We got several long-awaited releases, including Rihanna’s Anti in January, Kanye West’s The Life of Pablo in February, Drake’s Views in April and Chance the Rapper’s Coloring Book in May. The year also gave a few unconventional and unexpected releases. Kendrick Lamar dropped untitled unmastered in March, a compilation of previously unreleased and unfinished tracks that outdid most fully formed releases. A year after initially promising an album titled Boys Don’t Cry in July of 2015, Frank Ocean released Blonde after putting out a visual album in Endless that got him out of his recording contract. And just days ago, we got The Hamilton Mixtape, a compilation of covers of tracks from and new material inspired by the original musical by dozens of contemporary musicians.
We also got Lemonade, Beyoncé’s album and accompanying visual album that we decidedly did not deserve but desperately needed. She managed to salvage an otherwise unwatchable Super Bowl by performing exactly one track on the album, as well as her relationship with her husband and, in all likelihood, Tidal.
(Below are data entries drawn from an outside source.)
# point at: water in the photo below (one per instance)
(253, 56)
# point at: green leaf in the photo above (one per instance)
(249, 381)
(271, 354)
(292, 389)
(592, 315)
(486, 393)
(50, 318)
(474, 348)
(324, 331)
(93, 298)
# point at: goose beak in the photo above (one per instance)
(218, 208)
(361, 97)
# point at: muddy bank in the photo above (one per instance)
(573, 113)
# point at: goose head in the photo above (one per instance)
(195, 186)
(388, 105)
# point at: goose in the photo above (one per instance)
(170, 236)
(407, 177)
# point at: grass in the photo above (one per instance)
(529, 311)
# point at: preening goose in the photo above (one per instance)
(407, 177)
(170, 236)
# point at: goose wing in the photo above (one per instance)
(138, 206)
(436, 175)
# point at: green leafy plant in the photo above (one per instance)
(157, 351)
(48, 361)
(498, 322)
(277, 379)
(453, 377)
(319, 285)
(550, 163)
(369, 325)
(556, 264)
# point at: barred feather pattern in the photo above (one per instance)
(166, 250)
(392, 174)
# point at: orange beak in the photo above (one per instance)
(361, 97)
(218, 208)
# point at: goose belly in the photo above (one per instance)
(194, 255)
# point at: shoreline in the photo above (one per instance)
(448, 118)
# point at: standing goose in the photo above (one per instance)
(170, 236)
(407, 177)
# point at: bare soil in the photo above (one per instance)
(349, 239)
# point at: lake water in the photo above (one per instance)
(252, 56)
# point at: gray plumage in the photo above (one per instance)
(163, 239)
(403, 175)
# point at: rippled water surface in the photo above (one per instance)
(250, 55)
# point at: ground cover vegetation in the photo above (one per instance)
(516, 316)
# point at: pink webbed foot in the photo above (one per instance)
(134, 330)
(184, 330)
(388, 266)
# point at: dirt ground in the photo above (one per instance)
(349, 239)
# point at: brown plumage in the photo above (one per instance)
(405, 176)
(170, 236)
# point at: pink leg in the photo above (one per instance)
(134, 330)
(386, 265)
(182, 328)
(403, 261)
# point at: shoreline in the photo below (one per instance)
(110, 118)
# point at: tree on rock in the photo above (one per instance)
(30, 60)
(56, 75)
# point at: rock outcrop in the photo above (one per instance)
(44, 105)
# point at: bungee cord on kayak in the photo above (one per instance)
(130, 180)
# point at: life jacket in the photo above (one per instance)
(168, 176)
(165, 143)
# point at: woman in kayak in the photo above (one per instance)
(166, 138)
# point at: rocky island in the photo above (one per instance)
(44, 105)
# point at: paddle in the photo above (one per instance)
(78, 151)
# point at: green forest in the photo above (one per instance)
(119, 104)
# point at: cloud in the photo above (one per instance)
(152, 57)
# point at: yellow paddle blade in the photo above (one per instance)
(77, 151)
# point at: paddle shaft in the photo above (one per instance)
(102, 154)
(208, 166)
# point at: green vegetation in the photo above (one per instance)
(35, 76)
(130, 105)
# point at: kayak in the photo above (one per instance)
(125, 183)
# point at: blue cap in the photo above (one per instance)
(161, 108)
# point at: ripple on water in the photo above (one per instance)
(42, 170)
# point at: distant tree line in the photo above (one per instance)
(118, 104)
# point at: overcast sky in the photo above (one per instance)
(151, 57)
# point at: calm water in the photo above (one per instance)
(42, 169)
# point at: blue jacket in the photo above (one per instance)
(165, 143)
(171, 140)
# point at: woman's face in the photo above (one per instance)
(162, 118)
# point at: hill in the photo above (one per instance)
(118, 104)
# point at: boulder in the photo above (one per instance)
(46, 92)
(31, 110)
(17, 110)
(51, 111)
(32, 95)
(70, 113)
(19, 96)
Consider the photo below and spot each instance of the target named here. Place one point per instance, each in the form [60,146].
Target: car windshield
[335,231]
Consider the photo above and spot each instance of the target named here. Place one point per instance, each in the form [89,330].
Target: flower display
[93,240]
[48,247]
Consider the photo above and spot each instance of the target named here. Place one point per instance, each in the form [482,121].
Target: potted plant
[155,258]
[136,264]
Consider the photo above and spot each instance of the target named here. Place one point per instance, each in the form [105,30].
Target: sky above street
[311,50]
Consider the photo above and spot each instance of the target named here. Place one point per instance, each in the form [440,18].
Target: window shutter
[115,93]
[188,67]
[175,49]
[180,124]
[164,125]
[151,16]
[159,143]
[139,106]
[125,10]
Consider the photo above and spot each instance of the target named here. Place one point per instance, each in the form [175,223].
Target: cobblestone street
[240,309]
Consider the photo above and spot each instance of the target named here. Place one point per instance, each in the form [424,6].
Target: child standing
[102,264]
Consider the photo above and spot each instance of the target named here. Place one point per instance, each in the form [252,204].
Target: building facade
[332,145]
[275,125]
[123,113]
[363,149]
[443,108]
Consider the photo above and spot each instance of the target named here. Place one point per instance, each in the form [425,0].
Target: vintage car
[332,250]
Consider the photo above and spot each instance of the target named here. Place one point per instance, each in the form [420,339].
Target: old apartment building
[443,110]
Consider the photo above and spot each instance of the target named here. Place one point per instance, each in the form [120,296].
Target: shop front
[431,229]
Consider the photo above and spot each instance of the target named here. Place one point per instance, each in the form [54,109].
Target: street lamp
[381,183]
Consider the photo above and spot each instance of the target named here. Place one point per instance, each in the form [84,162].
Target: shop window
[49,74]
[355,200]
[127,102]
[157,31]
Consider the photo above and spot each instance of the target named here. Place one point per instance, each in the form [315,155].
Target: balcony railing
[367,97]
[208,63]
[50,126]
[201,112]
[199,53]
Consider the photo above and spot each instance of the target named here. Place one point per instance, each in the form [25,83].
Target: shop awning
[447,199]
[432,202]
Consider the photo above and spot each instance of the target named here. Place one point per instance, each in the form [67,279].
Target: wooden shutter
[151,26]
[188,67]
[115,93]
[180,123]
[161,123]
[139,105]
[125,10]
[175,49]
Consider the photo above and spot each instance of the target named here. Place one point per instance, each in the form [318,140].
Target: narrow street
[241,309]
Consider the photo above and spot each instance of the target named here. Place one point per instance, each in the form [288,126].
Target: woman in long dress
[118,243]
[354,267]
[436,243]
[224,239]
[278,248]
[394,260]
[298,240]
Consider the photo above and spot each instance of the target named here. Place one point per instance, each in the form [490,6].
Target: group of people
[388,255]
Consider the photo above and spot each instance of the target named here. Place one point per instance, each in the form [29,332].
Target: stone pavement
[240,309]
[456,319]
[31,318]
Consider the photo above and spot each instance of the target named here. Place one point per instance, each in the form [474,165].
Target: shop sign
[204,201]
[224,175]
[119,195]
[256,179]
This is not to say 2016 was perfect. We lost Prince, Phife Dawg, David Bowie and Leonard Cohen this year, to name a few. But the latter two managed to put out two last near-perfect albums in Blackstar and You Want It Darker to further cement their legacy as songwriters capable of evoking something in millions. After Phife Dawg’s passing during the recording of the first new Tribe album in 18 years, the remaining members and a host of guests finished the record, entitled We Got It From Here … Thank You 4 Your Service. The record helps to sort through the pain of losing someone dear, but also reminds us why we seek musicians like them out: to get just a little bit of clarity about the world around us. Whatever music you claim as yours, we hope it inspires you to improve your world — and we look forward to arguing with you about it ahead of the 2017 Grammy’s.